Sounds like emergency responders will be dealing with a lot of things like this in the future.
And even as people deal with the loss of houses, other vital property, and friends and relatives. Santorum is on TV defending Trump’s talk about raking, saying there’s no scientific consensus on climate change and all the rest. If Trump said Democrats were literal lizard people from the moon, Santorum would find a way to defend it.
The smoke generated by this fire made the air quality all over the SF Bay Area, East Bay and Sacramento the worst in the world for a week. It was like fog, except it was smoke. Not nearly as bad as what the people of Paradise had to go through, but speaks to the immense devastation and size of this problem. Each year the fires are getting larger, more intense and more frequent in California.
And the residents of those cities were extremely lucky. We live south of the July 5 Klamathon Fire, north of the Carr Fire (fire tornado), north of the Delta Fire (shut down I-5, melted semi trucks), northwest of the Hirz Fire, west of the Camp Fire–not to mention a couple dozen other relatively nearby fires. We did not see the sky from July 5 until the first week in October, not once. Everything was hazy and orange and smelled like smoke and everybody felt mildly sick for over three months. And that was all before the Camp Fire.
A depressing statement.
Here in SF on the first day the air was beginning to clear and there were blue skies and sunshine, it felt like something close to a miracle. I’ve never lost sight of the losses and heartbreak the people in the towns which were destroyed experienced, but I’m grateful that we here had a new day at last.
CNN has decided it needs him and other recently hired half-baked commentators to create further, more long lasting discussions of trumpp. Because he doesn’t yet dominate 100% of all available press coverage.
Bugger Santorum. But I repeat myself.
California has a remarkably effective statewide mutual aid system for firefighting.
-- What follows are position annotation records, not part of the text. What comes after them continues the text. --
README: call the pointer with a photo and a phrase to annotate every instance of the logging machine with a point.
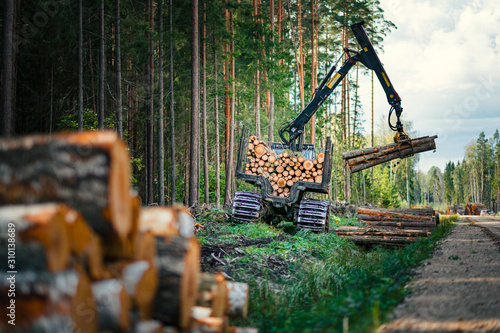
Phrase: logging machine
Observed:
(307, 213)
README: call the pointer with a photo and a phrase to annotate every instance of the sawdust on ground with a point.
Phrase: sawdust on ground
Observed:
(458, 289)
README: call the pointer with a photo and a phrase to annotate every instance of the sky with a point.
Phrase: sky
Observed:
(444, 61)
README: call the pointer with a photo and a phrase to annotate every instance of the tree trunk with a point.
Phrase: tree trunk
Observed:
(172, 109)
(114, 305)
(150, 109)
(118, 64)
(161, 111)
(178, 264)
(301, 57)
(102, 66)
(230, 163)
(89, 171)
(195, 110)
(80, 66)
(314, 64)
(9, 41)
(217, 138)
(204, 104)
(42, 242)
(140, 279)
(271, 90)
(257, 78)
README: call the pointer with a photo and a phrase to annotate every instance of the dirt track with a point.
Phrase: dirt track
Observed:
(458, 289)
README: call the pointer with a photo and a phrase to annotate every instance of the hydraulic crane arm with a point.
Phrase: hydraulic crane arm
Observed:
(368, 57)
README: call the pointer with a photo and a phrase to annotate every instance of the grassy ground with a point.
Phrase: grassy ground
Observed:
(307, 282)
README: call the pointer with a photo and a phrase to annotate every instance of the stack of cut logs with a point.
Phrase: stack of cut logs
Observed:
(473, 208)
(80, 255)
(282, 170)
(390, 226)
(455, 209)
(361, 159)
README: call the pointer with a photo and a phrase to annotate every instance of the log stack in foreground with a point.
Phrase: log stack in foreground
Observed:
(361, 159)
(76, 266)
(455, 209)
(282, 170)
(391, 227)
(473, 208)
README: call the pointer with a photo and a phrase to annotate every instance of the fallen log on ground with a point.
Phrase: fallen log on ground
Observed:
(361, 159)
(403, 219)
(371, 236)
(43, 297)
(114, 305)
(178, 264)
(40, 234)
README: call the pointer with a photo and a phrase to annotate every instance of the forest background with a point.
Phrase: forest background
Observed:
(179, 79)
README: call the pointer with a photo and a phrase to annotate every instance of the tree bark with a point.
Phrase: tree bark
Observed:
(172, 109)
(178, 264)
(114, 305)
(161, 111)
(89, 171)
(204, 104)
(217, 137)
(9, 46)
(150, 109)
(195, 110)
(42, 241)
(118, 64)
(58, 300)
(102, 66)
(271, 90)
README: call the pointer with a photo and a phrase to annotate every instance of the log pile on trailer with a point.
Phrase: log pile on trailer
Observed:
(361, 159)
(391, 227)
(87, 258)
(455, 209)
(282, 170)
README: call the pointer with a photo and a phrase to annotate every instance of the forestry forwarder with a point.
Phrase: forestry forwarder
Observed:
(307, 213)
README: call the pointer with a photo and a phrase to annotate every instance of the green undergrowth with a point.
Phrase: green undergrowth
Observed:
(308, 282)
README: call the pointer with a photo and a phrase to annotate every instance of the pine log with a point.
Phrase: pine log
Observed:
(124, 249)
(361, 159)
(145, 246)
(237, 299)
(260, 150)
(140, 279)
(409, 218)
(373, 240)
(308, 165)
(85, 246)
(233, 329)
(209, 325)
(113, 304)
(149, 326)
(40, 234)
(43, 297)
(403, 224)
(360, 231)
(212, 292)
(388, 214)
(88, 171)
(178, 264)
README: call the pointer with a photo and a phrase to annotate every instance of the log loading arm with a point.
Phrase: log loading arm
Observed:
(368, 57)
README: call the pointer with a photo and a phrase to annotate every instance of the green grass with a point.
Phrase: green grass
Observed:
(306, 282)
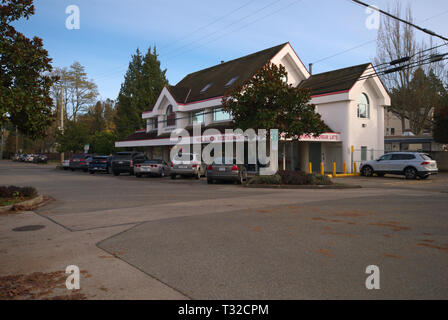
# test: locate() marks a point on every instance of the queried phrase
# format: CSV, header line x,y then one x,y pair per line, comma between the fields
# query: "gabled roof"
x,y
189,88
334,81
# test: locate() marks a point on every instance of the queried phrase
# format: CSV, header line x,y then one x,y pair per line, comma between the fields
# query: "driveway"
x,y
177,239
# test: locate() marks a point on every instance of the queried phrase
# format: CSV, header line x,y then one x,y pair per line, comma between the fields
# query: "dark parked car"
x,y
40,158
226,169
80,161
152,167
123,162
100,164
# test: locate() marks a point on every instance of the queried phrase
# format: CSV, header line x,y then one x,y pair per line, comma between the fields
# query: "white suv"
x,y
409,164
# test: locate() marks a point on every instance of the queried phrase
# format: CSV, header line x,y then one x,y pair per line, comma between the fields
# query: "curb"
x,y
283,186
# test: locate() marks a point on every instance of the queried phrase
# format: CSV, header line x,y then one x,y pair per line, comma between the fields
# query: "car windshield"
x,y
184,157
122,155
224,161
154,161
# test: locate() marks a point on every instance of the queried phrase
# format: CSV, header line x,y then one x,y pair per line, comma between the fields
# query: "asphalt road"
x,y
186,239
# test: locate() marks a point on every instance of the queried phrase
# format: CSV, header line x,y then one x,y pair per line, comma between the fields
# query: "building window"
x,y
221,115
363,106
363,153
197,117
231,81
170,116
206,88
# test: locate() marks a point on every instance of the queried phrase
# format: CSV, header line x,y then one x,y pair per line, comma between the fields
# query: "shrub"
x,y
275,179
15,192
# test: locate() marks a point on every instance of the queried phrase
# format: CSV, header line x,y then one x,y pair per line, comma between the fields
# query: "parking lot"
x,y
157,238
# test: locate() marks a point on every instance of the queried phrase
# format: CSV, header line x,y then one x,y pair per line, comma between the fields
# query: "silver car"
x,y
151,167
226,169
409,164
187,164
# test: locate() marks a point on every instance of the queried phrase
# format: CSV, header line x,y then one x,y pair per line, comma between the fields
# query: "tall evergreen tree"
x,y
143,82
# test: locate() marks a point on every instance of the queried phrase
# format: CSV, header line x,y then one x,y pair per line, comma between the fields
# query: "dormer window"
x,y
231,81
170,116
206,87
There’s a website that displays our county fire and rescue incidents, and for many years during fire season (now playing year-round) I’ve watched as various strike teams deployed from all of our local agencies to whatever part of the state was on fire.
Last year, it was our turn - on nowhere near as large a scale as some of the others, but still scary enough if you’re driving home through the smoke. Seeing all the convoys of fire apparatus from counties 100 and more miles away on the road to defend our homes is something I’ll never forget.
This is the inefficient government that is the problem, not the solution that these bastards are trying to shrink to the point they can drown it in a bathtub.
Been working here since the 50s. Funny, eh?